So, how do you determine the size of the fly to fish? Say for the MFR.
By trying a size, noting the result, and then going smaller!
For nymphing, I think a lot of people use an average size (14-16) for their point fly and something smaller (20+) for their dropper. The attached somewhat older hatch chart could also be used as a reference.
P.S. You could also stop in and ask at Beavers Bend Fly Shop!
You can fish really any size trout fly and catch fish. But if you’re trying to “match the hatch” you would need to determine what the fish are eating. If there is a hatch in progress, guesstimate the size of the adults as you see them flying by you, landing on vegetation, or floating downstream. Sometimes people sample insects by turning over rocks. However, this just tells you what kind of bugs are in the river and not necessarily what is actually drifting in the river. Seining foam/bubble lines can give you a better idea of what’s drifting. Choose patterns that match the size/shape/profile of any food sources you find.
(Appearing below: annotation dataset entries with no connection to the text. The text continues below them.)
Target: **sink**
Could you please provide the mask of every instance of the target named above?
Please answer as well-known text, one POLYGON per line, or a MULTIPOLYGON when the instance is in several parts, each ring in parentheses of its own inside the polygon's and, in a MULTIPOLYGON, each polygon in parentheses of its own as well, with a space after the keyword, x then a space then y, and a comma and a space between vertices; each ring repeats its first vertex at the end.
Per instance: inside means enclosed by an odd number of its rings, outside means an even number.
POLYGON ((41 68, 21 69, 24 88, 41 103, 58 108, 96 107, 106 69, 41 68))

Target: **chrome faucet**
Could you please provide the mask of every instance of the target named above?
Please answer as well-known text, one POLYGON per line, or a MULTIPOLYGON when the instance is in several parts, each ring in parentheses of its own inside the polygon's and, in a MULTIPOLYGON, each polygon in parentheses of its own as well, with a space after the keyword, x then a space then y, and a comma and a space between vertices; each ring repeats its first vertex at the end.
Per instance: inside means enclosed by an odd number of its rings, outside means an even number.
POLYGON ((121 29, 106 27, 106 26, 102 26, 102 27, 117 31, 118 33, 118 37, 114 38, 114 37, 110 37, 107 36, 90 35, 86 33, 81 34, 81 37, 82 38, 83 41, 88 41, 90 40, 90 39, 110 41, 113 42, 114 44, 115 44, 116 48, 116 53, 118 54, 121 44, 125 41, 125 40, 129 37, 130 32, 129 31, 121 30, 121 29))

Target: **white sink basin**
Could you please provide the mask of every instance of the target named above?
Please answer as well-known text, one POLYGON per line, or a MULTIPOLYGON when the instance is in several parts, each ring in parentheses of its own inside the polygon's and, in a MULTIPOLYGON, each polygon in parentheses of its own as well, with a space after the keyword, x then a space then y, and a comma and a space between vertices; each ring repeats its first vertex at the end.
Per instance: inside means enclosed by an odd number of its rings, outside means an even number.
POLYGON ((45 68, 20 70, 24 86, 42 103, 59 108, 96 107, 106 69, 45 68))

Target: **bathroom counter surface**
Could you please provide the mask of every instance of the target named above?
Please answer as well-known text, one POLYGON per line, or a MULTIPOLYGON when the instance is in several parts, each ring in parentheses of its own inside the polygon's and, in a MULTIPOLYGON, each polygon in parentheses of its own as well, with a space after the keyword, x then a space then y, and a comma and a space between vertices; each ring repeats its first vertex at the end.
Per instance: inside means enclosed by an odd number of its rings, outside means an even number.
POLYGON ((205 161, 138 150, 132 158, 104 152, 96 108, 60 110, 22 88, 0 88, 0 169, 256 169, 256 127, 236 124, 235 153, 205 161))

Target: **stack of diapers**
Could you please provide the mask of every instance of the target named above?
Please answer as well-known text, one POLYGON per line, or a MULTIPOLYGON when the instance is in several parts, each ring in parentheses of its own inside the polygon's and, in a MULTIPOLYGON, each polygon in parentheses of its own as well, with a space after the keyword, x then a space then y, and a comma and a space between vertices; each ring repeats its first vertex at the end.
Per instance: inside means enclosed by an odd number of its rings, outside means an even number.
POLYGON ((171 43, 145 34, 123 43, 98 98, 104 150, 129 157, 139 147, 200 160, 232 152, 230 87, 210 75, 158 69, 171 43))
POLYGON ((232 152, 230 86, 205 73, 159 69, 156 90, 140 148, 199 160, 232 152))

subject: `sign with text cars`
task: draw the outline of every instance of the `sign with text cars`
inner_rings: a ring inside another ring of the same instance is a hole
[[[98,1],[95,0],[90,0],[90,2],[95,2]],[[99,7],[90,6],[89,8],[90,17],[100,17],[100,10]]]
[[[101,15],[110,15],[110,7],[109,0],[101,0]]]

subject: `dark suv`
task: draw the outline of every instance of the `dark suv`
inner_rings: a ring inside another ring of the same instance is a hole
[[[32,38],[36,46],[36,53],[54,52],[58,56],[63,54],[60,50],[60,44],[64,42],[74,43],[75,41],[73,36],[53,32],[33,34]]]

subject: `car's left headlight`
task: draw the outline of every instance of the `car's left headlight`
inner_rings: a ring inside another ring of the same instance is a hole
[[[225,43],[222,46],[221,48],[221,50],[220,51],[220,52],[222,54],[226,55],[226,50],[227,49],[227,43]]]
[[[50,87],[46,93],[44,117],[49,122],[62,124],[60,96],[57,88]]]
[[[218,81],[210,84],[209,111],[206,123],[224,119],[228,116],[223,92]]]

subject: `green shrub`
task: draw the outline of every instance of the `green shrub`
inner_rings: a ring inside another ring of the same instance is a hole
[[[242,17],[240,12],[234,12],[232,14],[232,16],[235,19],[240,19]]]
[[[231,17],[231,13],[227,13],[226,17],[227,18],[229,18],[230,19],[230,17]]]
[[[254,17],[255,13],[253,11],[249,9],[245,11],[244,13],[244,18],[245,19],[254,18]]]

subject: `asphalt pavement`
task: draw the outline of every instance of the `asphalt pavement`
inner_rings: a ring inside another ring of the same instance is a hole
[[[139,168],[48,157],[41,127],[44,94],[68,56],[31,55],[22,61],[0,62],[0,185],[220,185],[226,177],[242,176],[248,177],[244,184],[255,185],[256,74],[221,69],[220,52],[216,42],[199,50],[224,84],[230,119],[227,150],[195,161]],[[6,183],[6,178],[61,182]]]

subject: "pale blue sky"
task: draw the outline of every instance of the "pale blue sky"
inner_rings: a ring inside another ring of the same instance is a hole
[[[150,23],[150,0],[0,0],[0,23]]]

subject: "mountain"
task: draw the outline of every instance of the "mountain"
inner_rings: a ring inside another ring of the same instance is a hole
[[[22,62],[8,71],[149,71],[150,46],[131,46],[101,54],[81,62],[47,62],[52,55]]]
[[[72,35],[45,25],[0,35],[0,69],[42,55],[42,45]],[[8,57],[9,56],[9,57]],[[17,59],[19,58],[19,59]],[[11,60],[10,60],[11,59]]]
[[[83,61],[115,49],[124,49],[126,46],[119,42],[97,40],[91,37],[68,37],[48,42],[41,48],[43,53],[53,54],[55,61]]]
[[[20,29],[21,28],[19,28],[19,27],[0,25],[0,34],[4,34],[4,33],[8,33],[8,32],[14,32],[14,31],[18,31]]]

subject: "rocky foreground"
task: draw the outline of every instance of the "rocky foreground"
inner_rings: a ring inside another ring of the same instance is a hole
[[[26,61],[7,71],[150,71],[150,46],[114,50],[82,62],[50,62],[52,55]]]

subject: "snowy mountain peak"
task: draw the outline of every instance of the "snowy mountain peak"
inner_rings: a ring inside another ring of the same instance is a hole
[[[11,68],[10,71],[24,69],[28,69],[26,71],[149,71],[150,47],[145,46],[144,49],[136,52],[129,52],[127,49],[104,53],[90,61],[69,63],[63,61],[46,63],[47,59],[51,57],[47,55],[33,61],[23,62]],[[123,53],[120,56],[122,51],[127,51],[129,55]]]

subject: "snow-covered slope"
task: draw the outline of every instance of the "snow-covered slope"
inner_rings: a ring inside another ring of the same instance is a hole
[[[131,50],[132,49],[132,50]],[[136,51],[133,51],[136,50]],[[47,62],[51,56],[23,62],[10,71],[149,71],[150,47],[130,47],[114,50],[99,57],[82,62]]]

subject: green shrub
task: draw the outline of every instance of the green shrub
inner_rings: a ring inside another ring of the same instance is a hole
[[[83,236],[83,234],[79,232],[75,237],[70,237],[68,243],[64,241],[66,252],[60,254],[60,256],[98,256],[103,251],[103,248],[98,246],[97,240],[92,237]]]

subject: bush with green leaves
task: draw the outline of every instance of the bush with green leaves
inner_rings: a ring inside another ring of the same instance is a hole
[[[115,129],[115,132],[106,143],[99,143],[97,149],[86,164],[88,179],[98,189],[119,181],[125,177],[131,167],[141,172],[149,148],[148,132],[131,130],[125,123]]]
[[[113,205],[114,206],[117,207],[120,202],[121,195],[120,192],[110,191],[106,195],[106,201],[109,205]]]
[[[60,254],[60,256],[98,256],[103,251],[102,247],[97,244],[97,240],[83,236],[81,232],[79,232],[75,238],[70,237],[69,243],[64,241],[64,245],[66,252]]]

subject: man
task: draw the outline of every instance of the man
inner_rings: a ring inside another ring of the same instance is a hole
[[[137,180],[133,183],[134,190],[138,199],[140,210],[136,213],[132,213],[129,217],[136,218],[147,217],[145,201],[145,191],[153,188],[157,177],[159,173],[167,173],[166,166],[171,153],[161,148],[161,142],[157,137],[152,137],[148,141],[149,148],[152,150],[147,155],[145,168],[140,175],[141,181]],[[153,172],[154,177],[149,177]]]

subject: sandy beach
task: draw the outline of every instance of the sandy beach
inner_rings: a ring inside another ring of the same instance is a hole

I recommend buying a package of several paint strainers. They fit over your net and work great. The white mesh makes finding the bugs easy.
If you are sight fishing a nymph or a dry fly and get a refusal, either your presentation may be dragging, or your fly could be too large. Try downsizing your tippet and chose a smaller fly.
Another good tactic if you’re nymphing is chose one fly that’s an attractor pattern and the other that better matches the naturals. An example could be an egg pattern and a midge (a great winter combo).